Um die auf Grund der rasch wechselnden wirtschaftlichen Rahmenbedingungen
notwendigen Gestaltungszwänge nicht durch überzogene Besteuerung zu verhindern,
sieht das UmgrStG Sondervorschriften vor, die im Wesentlichen steuerliche
Begünstigungen enthalten.
Bei Einhalten der Anwendungsvoraussetzungen erfolgen Umgründungen
in vielen Fällen
ohne – in manchen Fällen mit wesentlich geringerer - Einkommensteuer- oder
Körperschaftsteuerbelastung,
zumeist gesellschaftsteuer-
und gebührenfrei,
mit erheblich
reduzierter Grunderwerbsteuerbelastung und
ohne Verrechnung
von Umsatzsteuer.
Zudem sieht das UmgrStG grundsätzlich die Übertragung von
steuerlichen Verlustvorträgen vor, die ohne diese Begünstigung häufig nicht
mehr nutzbar wären.
Der Genuss der steuerlichen Sonderbehandlung im Rahmen von
Umgründungen setzt jedoch voraus, dass die Anwendungsvoraussetzungen des UmgrStG
für die konkret geplante Maßnahme genau eingehalten werden. Neben Formalerfordernissen
sind die Beschaffenheit und der Wert des zu übertragenen Vermögens und die
Art der gewährten Gegenleistung ebenso zu prüfen wie die Besteuerungsmöglichkeiten
der Struktur nach der Umgründung. Wenn auch nur eine Anwendungsvoraussetzung
nicht erfüllt wird, sind die Steuerbegünstigungen des UmgrStG nicht anwendbar.
Ohne Beiziehung eines Spezialisten besteht einerseits große
Gefahr, dass die erforderlichen Anwendungsvoraussetzungen des UmgrStG nicht
gänzlich erfüllt werden. Andererseits kann insbesondere bei Zusammenschlüssen
zu Mitunternehmerschaften und Änderungen von Beteiligungsverhältnissen an
Mitunternehmerschaften übersehen werden, dass diese Vorgänge erhebliche Steuerbelastungen
verursachen, die mit sachgerechter Durchführung vermieden werden.
Bilanzielle Behandlung
Voraussetzung für jede Umgründung ist die Erstellung einer
Bilanz zu einem Stichtag, zu dem die Umgründung wirken soll. Ab diesem Stichtag
sind 9 Monate Zeit um alle erforderlichen Schritte für die Durchführung der
Umgründung zu erledigen.
Daneben sind - je nachdem um welche Form der Umgründung es
sich handelt – mehrere ergänzende Bilanzen zu erstellen (Übertragungsbilanzen,
Eröffnungsbilanzen, Restvermögensbilanz, Zwischenbilanzen – jeweils zu steuerlichen
und handelsrechtlichen Werten).
Regelmäßig ist bei Umgründungen zu überlegen, wie die beteiligten
Personen Vermögensabgänge und Vermögenszuführungen in ihren Rechnungswesen
bewerten und bilanzieren. In diesem Bereich stehen einige Wahlmöglichkeiten
offen.
Nicht zu übersehen ist die häufig verpflichtende Prüfung
von anlässlich einer Umgründung erstellten Bilanzen sowie grundsätzlich auch
des Umgründungsvorganges selbst durch einen Wirtschaftsprüfer.

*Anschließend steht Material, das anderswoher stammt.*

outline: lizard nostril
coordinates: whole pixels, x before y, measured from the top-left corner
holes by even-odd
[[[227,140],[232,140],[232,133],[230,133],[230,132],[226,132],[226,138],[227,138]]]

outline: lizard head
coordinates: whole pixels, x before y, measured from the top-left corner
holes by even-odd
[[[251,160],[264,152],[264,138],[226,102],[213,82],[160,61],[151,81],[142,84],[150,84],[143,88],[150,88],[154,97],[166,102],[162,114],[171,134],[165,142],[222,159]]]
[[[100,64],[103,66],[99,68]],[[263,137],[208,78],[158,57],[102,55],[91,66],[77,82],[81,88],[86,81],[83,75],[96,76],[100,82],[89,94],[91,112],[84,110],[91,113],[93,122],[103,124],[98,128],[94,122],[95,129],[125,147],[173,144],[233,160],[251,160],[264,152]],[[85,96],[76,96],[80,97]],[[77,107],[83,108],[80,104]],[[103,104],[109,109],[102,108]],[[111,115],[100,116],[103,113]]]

Unternehmensnachfolge und -veräußerung
Häufig werden vor Übergaben von Unternehmen an die nächste
Generation oder auch vor Veräußerungen Reorganisationen vorgenommen, für die
das UmgrStG in Anspruch genommen werden kann.

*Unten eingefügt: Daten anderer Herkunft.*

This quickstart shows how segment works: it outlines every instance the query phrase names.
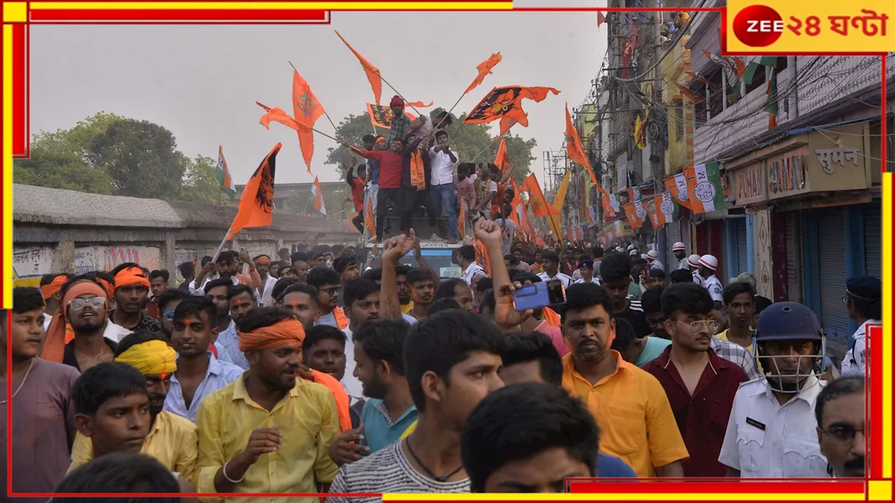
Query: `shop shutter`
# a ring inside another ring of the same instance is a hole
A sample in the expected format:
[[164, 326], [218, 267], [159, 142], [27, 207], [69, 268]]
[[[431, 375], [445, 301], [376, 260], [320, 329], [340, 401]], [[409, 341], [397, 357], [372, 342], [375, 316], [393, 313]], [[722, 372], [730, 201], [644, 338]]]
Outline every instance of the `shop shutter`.
[[882, 215], [879, 204], [864, 207], [865, 274], [882, 277]]
[[848, 339], [848, 314], [842, 303], [845, 294], [845, 217], [842, 209], [819, 211], [818, 262], [821, 285], [821, 324], [827, 337]]
[[788, 300], [802, 302], [802, 233], [798, 225], [799, 214], [787, 213], [786, 225], [786, 285]]
[[749, 249], [746, 246], [746, 218], [737, 218], [737, 274], [749, 272]]
[[[665, 224], [665, 243], [667, 245], [666, 248], [668, 249], [666, 251], [666, 260], [668, 263], [665, 264], [665, 268], [668, 269], [666, 272], [669, 274], [678, 269], [678, 259], [675, 258], [674, 251], [671, 249], [674, 248], [675, 243], [683, 241], [680, 238], [680, 225], [679, 220], [677, 222], [671, 222], [670, 224]], [[684, 243], [684, 244], [686, 244], [686, 243]]]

Solche vorbereitende Umgründungen sind einerseits häufig
sinnvoll, weil das Rechtskleid und die Struktur an die Erwerber und Nachfolger
angepasst werden kann. Andererseits bieten sie zusätzlich die Möglichkeit,
anfallende Steuern im Zuge der Übertragung zu reduzieren.
In diesem Zusammenhang ist auch die Möglichkeit, einzelne
Wirtschaftsgüter von der Vermögensübertragung auszunehmen, von Bedeutung.